Distributed Testing of Graph Isomorphism in the CONGEST model

In this paper we study the problem of testing graph isomorphism (GI) in the CONGEST distributed model. In this setting we test whether the distributive network, $G_U$, is isomorphic to $G_K$ which is given as an input to all the nodes in the network, or alternatively, only to a single node. We first consider the decision variant of the problem in which the algorithm distinguishes $G_U$ and $G_K$ which are isomorphic from $G_U$ and $G_K$ which are not isomorphic. We provide a randomized algorithm with $O(n)$ rounds for the setting in which $G_K$ is given only to a single node. We prove that for this setting the number of rounds of any deterministic algorithm is $\tilde{\Omega}(n^2)$ rounds, where $n$ denotes the number of nodes, which implies a separation between the randomized and the deterministic complexities of deciding GI. We then consider the \emph{property testing} variant of the problem, where the algorithm is only required to distinguish the case that $G_U$ and $G_K$ are isomorphic from the case that $G_U$ and $G_K$ are \emph{far} from being isomorphic (according to some predetermined distance measure). We show that every algorithm requires $\Omega(D)$ rounds, where $D$ denotes the diameter of the network. This lower bound holds even if all the nodes are given $G_K$ as an input, and even if the message size is unbounded.
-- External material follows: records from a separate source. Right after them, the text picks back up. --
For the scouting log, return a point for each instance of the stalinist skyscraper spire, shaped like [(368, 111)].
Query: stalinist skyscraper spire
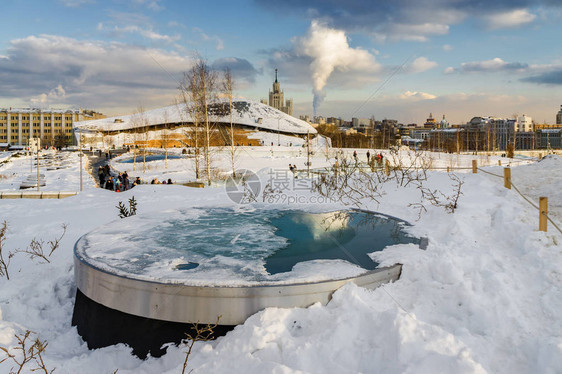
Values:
[(276, 98)]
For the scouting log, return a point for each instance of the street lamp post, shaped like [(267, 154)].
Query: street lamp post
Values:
[(81, 155)]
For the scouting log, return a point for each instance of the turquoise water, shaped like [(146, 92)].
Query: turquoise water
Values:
[(344, 235), (278, 239)]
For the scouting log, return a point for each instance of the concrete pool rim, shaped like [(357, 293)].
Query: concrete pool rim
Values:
[(178, 302)]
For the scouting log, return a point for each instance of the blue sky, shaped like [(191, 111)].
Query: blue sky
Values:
[(361, 58)]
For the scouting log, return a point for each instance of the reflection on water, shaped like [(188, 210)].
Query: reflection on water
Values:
[(346, 235), (253, 244)]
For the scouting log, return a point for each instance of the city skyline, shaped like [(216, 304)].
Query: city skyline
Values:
[(359, 59)]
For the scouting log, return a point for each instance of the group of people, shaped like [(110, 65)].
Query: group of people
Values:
[(156, 181), (116, 183)]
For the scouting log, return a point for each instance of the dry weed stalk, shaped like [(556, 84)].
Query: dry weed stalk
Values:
[(25, 354), (352, 183), (35, 248), (4, 262), (201, 333), (438, 198)]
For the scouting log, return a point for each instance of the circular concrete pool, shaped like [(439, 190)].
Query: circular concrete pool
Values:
[(192, 266)]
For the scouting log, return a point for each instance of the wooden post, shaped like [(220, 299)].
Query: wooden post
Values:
[(507, 178), (543, 213)]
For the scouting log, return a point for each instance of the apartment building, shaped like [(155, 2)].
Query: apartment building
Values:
[(54, 126)]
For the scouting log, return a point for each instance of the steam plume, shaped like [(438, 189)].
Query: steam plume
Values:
[(329, 50)]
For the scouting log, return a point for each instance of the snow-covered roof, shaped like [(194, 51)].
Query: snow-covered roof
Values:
[(245, 112), (37, 110)]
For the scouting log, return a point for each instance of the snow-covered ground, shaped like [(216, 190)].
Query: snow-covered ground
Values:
[(484, 297)]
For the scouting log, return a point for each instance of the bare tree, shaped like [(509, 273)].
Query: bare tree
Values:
[(190, 114), (165, 138), (199, 88), (228, 84)]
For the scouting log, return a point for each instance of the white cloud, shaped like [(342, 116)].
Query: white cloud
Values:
[(449, 70), (219, 44), (514, 18), (52, 97), (89, 73), (144, 32), (421, 64), (493, 65), (416, 96)]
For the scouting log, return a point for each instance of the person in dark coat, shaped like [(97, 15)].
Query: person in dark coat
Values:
[(109, 184)]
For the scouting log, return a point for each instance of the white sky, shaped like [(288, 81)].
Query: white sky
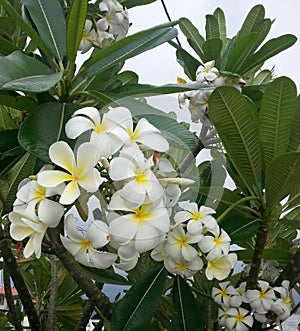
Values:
[(159, 66)]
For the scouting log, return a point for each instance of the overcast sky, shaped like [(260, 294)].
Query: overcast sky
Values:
[(159, 66)]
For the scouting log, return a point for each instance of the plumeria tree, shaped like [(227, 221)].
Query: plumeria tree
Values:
[(98, 187)]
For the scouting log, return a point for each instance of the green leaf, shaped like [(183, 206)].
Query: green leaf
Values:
[(255, 15), (7, 47), (240, 53), (25, 26), (127, 48), (24, 73), (49, 19), (212, 49), (294, 142), (276, 116), (134, 3), (135, 310), (186, 315), (192, 34), (177, 135), (219, 14), (212, 27), (235, 120), (44, 127), (282, 177), (268, 50), (148, 90), (75, 25)]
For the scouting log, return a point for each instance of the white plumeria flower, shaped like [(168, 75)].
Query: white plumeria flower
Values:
[(179, 244), (239, 319), (216, 245), (221, 267), (35, 196), (183, 267), (145, 225), (140, 183), (220, 295), (197, 218), (89, 37), (128, 257), (144, 132), (107, 135), (79, 172), (27, 224), (237, 295), (84, 246), (207, 72), (262, 299)]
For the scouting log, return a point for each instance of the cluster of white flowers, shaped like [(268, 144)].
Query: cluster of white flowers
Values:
[(195, 241), (139, 216), (240, 306), (198, 100), (112, 25)]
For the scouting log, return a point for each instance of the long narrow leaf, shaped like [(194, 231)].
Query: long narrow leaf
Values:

We provide a randomized algorithm with an almost matching round complexity of $O(D+(\epsilon^{-1}\log n)^2)$ rounds that is suitable for dense graphs. We also show that with the same number of rounds it is possible that each node outputs its mapping according to a bijection which is an \emph{approximated} isomorphism. We conclude with simple simulation arguments that allow us to obtain essentially tight algorithms with round complexity $\tilde{O}(D)$ for special families of sparse graphs.